There are other issues overriding the presidential elections. Most importantly how is the Supreme Court judgment received.
It seems its always politics that is determining the response. The MQM and other coalition partners and the PPP, now in negotiations with the government, have all supported the judgment. The APDM parties are opposing it. And these parties opposing the verdict will now hope to exert pressure on Musharraf through political means. They will bank on assembly resignations and on massive street protests. Today, when protests by the lawyers and APDM have been organized outside the Election Commission, is the d-day when we will all get a taste of the politics to come.
Matters have come full circle. The issue is back to where it started from, i.e. politics. Frustrated by the government’s bull dozing ahead on many fronts, the Opposition took the political mess to the court and wanted the Court to clean it up. It wanted Musharraf to surrender his army position and to not seek re-election as the president. Their list of complaints against Musharraf was unending.
In yesterday’s judgment the majority in the Court essentially said to the Opposition look you created the mess, you passed the Seventeenth Amendment and don’t expect us to clean the mess. The dissenting judges thought otherwise. The ones rejecting the maintainability of the petitions must also factor in that after all the Courts had given two judgments relating to Justice Rafiq Tarrar’s election as president that created a precedent for the two year waiver to those holding government jobs. Also as some judges observed during the hearing that it is the politicians who took steps to give Musharraf the constitutional cover for holding two positions. That cover gives him cover until November 15. That deadline he intends to meet in becoming a civilian president.
Obviously conclusion of the majority on the bench was that the current political polarization and confrontation does not have a legal dimension. That it has a constitutional and political dimension and for that the parliament is the forum the contesting politician must go to.
Many of us would have liked the court to have ruled that general Musharraf remove his uniform before the legislators cast their votes for or against him. Unquestionably an army Chief getting votes as a president is a caricature of democracy. It’s a counter-reality to democracy. Yet fortunately this should alter within a few weeks. He will definitely shed that uniform. And also go for a vote of confidence by the newly elected assemblies in January 2008. That is the road that our power scene, now much closer to an accountable scene than ever before, will allow for now. Clearly it’s not a radical revolutionary political path we are on. It’s also not one that will yield villains or heroes. We are on a gradualist and evolutionary democratic path. Fortunately the changing dynamics of power within Pakistan puts us on an irreversible democratic path.
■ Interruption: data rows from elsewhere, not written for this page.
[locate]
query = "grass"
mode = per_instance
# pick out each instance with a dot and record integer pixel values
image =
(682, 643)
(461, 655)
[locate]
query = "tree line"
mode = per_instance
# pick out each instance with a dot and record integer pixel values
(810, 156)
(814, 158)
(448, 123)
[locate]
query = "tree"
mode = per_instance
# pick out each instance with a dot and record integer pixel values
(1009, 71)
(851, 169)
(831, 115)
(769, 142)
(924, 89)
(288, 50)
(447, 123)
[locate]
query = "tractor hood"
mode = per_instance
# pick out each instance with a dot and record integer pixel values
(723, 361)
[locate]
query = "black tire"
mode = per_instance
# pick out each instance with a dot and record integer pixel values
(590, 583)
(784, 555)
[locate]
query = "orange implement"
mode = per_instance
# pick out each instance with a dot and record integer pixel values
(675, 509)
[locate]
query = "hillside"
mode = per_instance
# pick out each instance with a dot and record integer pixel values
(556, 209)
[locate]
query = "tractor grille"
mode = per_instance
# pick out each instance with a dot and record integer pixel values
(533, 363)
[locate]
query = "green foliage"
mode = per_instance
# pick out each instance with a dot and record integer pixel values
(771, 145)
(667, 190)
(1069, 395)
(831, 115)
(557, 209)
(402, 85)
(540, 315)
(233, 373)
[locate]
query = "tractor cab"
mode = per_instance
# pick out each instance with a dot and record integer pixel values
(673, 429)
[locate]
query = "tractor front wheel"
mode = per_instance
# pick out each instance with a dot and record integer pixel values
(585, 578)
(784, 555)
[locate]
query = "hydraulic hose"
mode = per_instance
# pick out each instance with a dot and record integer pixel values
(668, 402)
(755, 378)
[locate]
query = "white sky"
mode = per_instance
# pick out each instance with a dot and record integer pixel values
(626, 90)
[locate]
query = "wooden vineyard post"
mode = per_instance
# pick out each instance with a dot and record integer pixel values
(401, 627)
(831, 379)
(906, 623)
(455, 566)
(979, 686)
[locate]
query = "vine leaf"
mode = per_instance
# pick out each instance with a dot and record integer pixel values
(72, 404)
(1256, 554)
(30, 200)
But in the political fray there is impatience, frustration, rage, search for instant results and deployment of multiple tools to battle the opponents. Hence most of the Opposition, minus the PPP, since the post-verdict period, are completely junking the Supreme Court of Pakistan. By contrast earlier they were far more appreciative of the country’s apex court. Today they are gunning for it. The blatant attacks on the judges and on the process are disturbing. Simply put its about being negative about situations, developments and decisions that do not support their positions.
Similarly, the lawyers and their presidential candidate are taking the rejectionist and attacking position vis a vis the Supreme Court. This speaks volumes for the maturity and the discipline of the lawyers. They are abandoning the hallmark of their profession; discipline, uprightness and respect for law and for the country’s apex Court.
If they disagree with the verdict they should simply say we will take legal recourse to challenge it and also we will, with the political parties take other political measures to stop Musharraf the army chief from contesting the presidential elections.
In the run up to the Presidential elections, Pakistan promises to be a hotbed of confrontational political activities; both within and outside of the parliament. The onus will now be on those opposing general Musharraf to make winning moves in the political battle-field. Unless any wholly unexpected developments take place, there is little likelihood that they will manage any winning and decisive moves.